Résumé de la décision
Mme B..., ressortissante gabonaise, a contesté un jugement du tribunal administratif d'Amiens qui avait rejeté sa demande d’annulation d'un arrêté préfectoral de refus de titre de séjour et d'obligation de quitter le territoire français. La cour a confirmé la légalité de l'arrêté en rejetant les arguments de Mme B..., notamment ceux relatifs à la situation de sa fille et à l'interprétation de l'accord franco-gabonais. En conséquence, sa demande d'injonction pour délivrance d'un titre de séjour temporaire a également été rejetée.
Arguments pertinents
1. Omission des visas légaux : La cour a jugé que l'absence de mention de l'accord franco-gabonais dans les visas de l'arrêté préfectoral "n'est pas, par elle-même, de nature à affecter la légalité de l'arrêté attaqué".
2. Erreurs de droit et de fait : Mme B... a soutenu que le préfet aurait commis une erreur de droit en se basant sur la situation de l'emploi. La cour a noté que "par son argumentation, la requérante ne critique pas les motifs retenus par les premiers juges", laissant le tribunal sans éléments nouveaux pour apprécier de possibles erreurs.
3. Intérêt supérieur de l'enfant : La cour a constaté que "la décision attaquée n'a pas porté atteinte à l'intérêt supérieur de l'enfant de Mme B...", arguant que l'enfant pourrait suivre sa mère au Gabon et ne serait pas séparée de son père en raison de sa mesure d'éloignement.
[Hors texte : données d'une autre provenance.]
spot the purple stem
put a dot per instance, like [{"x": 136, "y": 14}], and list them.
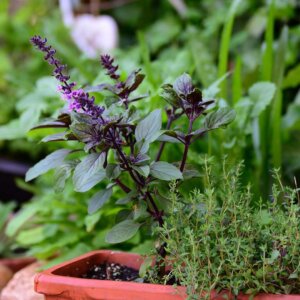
[{"x": 186, "y": 147}]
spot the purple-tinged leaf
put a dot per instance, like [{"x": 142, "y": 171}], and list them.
[
  {"x": 149, "y": 128},
  {"x": 98, "y": 200},
  {"x": 122, "y": 232},
  {"x": 183, "y": 85},
  {"x": 165, "y": 171},
  {"x": 62, "y": 136},
  {"x": 89, "y": 172}
]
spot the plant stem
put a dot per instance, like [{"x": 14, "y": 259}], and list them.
[
  {"x": 186, "y": 146},
  {"x": 124, "y": 187},
  {"x": 162, "y": 145}
]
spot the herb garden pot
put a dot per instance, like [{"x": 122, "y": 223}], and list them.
[
  {"x": 16, "y": 264},
  {"x": 63, "y": 282}
]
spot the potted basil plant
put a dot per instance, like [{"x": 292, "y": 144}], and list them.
[{"x": 113, "y": 148}]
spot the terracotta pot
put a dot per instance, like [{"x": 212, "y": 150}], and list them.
[
  {"x": 59, "y": 282},
  {"x": 16, "y": 264}
]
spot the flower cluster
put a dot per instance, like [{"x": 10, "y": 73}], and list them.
[{"x": 78, "y": 99}]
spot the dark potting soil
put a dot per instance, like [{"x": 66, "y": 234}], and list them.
[{"x": 111, "y": 271}]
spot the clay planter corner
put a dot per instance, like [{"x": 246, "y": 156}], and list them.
[{"x": 62, "y": 283}]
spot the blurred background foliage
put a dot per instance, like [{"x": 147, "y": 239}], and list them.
[{"x": 245, "y": 54}]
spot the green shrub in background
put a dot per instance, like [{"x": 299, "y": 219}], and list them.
[
  {"x": 5, "y": 242},
  {"x": 262, "y": 82},
  {"x": 220, "y": 238}
]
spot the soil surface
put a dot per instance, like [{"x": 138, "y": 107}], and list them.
[{"x": 111, "y": 271}]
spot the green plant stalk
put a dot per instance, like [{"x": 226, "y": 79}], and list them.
[
  {"x": 276, "y": 118},
  {"x": 145, "y": 56},
  {"x": 237, "y": 81},
  {"x": 266, "y": 75},
  {"x": 224, "y": 47}
]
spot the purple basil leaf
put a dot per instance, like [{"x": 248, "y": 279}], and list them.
[{"x": 183, "y": 85}]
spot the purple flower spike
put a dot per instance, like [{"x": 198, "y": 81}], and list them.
[
  {"x": 107, "y": 63},
  {"x": 79, "y": 100}
]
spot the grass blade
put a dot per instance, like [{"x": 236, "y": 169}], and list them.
[
  {"x": 276, "y": 118},
  {"x": 224, "y": 47}
]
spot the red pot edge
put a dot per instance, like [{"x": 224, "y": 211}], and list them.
[
  {"x": 47, "y": 277},
  {"x": 17, "y": 263}
]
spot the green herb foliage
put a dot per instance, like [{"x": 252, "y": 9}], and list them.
[{"x": 217, "y": 240}]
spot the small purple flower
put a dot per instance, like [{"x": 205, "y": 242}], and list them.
[
  {"x": 107, "y": 63},
  {"x": 78, "y": 99}
]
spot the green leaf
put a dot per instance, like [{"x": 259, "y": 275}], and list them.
[
  {"x": 51, "y": 161},
  {"x": 143, "y": 170},
  {"x": 187, "y": 174},
  {"x": 36, "y": 235},
  {"x": 21, "y": 218},
  {"x": 261, "y": 95},
  {"x": 62, "y": 136},
  {"x": 165, "y": 171},
  {"x": 169, "y": 94},
  {"x": 62, "y": 173},
  {"x": 91, "y": 220},
  {"x": 145, "y": 267},
  {"x": 183, "y": 85},
  {"x": 149, "y": 128},
  {"x": 98, "y": 200},
  {"x": 134, "y": 80},
  {"x": 122, "y": 232},
  {"x": 220, "y": 118},
  {"x": 128, "y": 198},
  {"x": 6, "y": 209},
  {"x": 89, "y": 172},
  {"x": 292, "y": 78},
  {"x": 140, "y": 211},
  {"x": 263, "y": 217}
]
Interprétations et citations légales
1. Omission dans les visas : La cour s’appuie sur le principe selon lequel "l'absence de mention dans un acte administratif n'entraîne pas nécessairement son illégalité", permettant ainsi à l'administration de statuer sans que tous les accords ou textes ne soient expressément mentionnés.
2. Code de l'entrée et du séjour des étrangers et du droit d'asile :
- Article L. 313-11 : Cet article stipule les conditions d’octroi d’un titre de séjour, dont le 7° énonce les critères liés à la vie privée et familiale.
- La cour a considéré que les critères de cet article n'avaient pas été violés, les circonstances présentées n’atteignant pas le seuil de gravité pour justifier l'octroi d'un titre de séjour.
3. Convention internationale relative aux droits de l'enfant :
- Article 3 : Cet article stipule que "dans toutes les décisions qui concernent les enfants, l'intérêt supérieur de l'enfant doit être une considération primordiale". La cour a évalué si ce principe était respecté en concluant que la décision du préfet ne compromettait pas cet intérêt, notamment du fait de l'absence de lien significatif entre l’enfant et son père.
En somme, la décision rendue par la cour réaffirme des principes fondamentaux relatifs à l'entrée et au séjour des étrangers, tout en insistant sur la nécessité de l'argumentation substantielle pour contester la légalité d'un arrêté administratif. L'affaire montre également la strict application de la notion de l'intérêt supérieur de l'enfant dans le contexte des décisions d'éloignement.